Reference numeral 8 denotes a magnet, which is magnetized in the circumferential direction and is attached to the inner peripheral surface of the inner case 7 so that the inner peripheral surface thereof is orthogonal to the magnetic fields generated by the pair of coils 5. The upper case 1u is disposed outside the inner case 7 so as to cover the lower case 1d on the rotary shaft 2 and supports the other end portion of the rotary shaft 2.

Next, the operation will be described. First, when a current, which changes according to a measurement value, is supplied from a control unit (not shown) to the terminals 6 connected to the pair of coils 5 forming the stator, the magnetic fields generated by the coils 5 are combined in the combined magnetic field direction. The magnet 8 as a rotor is rotated. At the same time, the rotating shaft 2 to which the magnet 8 is attached is also rotated via the inner case 7. Therefore, the pointer (not shown) attached to the other end of the rotary shaft 2 can be rotated.

As described above, according to the embodiment of the present invention, the inner peripheral surface of the cylindrical magnet 8 constituting the rotor is provided around the pair of coils 5 wound around the coil bobbin 4 constituting the stator. Since it is arranged so as to be orthogonal to the magnetic field generated by each coil 5, the instrument movement can be made thin. Further, since the magnet 8 is disposed on the outer circumference of the pair of coils 5, it is possible to use a magnet that is large and generates a strong magnetic field. Since the magnet can be made stronger without increasing the number of windings, the instrument movement can be made thin.

In the above embodiment, one end of the rotary shaft 2 is rotatably supported by the lower case 1d, but one end of the rotary shaft 2 may be rotatably supported by the coil bobbin. Although the example using the positioning member 3 has been described, the positioning member 3 can be omitted by directly attaching the inner case 7 to the rotary shaft 2. Furthermore, although the magnet support has been described as an example in which the bottomed cylindrical inner case 7 is used,
It may be simply a flat plate.

[0015]

As described above, according to the present invention, the inner peripheral surface of the cylindrical magnet that constitutes the rotor is generated around each of the plurality of coils wound around the coil bobbin that constitutes the stator. Since it is arranged so as to be orthogonal to the magnetic field, the instrument movement can be made thin. Also,
Even when the driving force is increased, the magnet is arranged on the outer circumference of the coil, so the magnet can be made large and strong without increasing the number of turns of the coil, so the instrument movement can be made thin. be able to.

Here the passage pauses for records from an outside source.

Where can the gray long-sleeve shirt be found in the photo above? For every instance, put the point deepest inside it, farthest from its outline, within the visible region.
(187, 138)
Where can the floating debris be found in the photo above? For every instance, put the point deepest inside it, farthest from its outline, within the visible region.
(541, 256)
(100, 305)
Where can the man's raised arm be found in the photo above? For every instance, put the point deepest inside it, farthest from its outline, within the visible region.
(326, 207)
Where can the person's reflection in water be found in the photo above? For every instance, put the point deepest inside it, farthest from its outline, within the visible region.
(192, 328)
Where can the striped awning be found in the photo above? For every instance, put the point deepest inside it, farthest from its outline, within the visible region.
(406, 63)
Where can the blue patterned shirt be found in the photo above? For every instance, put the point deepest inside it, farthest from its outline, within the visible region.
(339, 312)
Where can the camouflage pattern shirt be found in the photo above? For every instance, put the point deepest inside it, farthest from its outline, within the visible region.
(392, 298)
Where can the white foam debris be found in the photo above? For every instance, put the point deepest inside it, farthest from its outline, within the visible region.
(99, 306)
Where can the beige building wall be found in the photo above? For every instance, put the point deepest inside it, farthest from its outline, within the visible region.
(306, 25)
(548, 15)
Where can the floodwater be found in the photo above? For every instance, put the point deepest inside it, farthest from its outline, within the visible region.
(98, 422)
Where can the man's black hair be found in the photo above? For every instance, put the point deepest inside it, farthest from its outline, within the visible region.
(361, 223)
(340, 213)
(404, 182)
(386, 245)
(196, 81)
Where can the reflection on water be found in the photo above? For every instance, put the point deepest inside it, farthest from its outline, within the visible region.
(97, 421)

[Brief description of drawings]

FIG. 1 is a side sectional view showing a configuration of an instrument movement according to an embodiment of the present invention.

FIG. 2 is a plan sectional view corresponding to line AA in FIG.

[Explanation of symbols]

 1 case 1u upper case 1d lower case 2 rotating shaft 3 positioning member 4 coil bobbin 5 coil 6 terminal 7 inner case 8 magnet

Claims (1)

[Claims] 1. A rotating shaft, a coil bobbin arranged around the rotating shaft so as to be orthogonal to the axial direction of the rotating shaft, and magnetic fields generated by the coil bobbins intersect with each other and the axial direction of the rotating shaft. A plurality of coils wound around the coil bobbin so that the magnetic fields are orthogonal to each other; a magnet support attached to the rotating shaft; and an inner peripheral surface of the coil support that is orthogonal to magnetic fields generated by the plurality of coils. A cylindrical magnet attached to the magnet support,
Movement for instruments equipped with.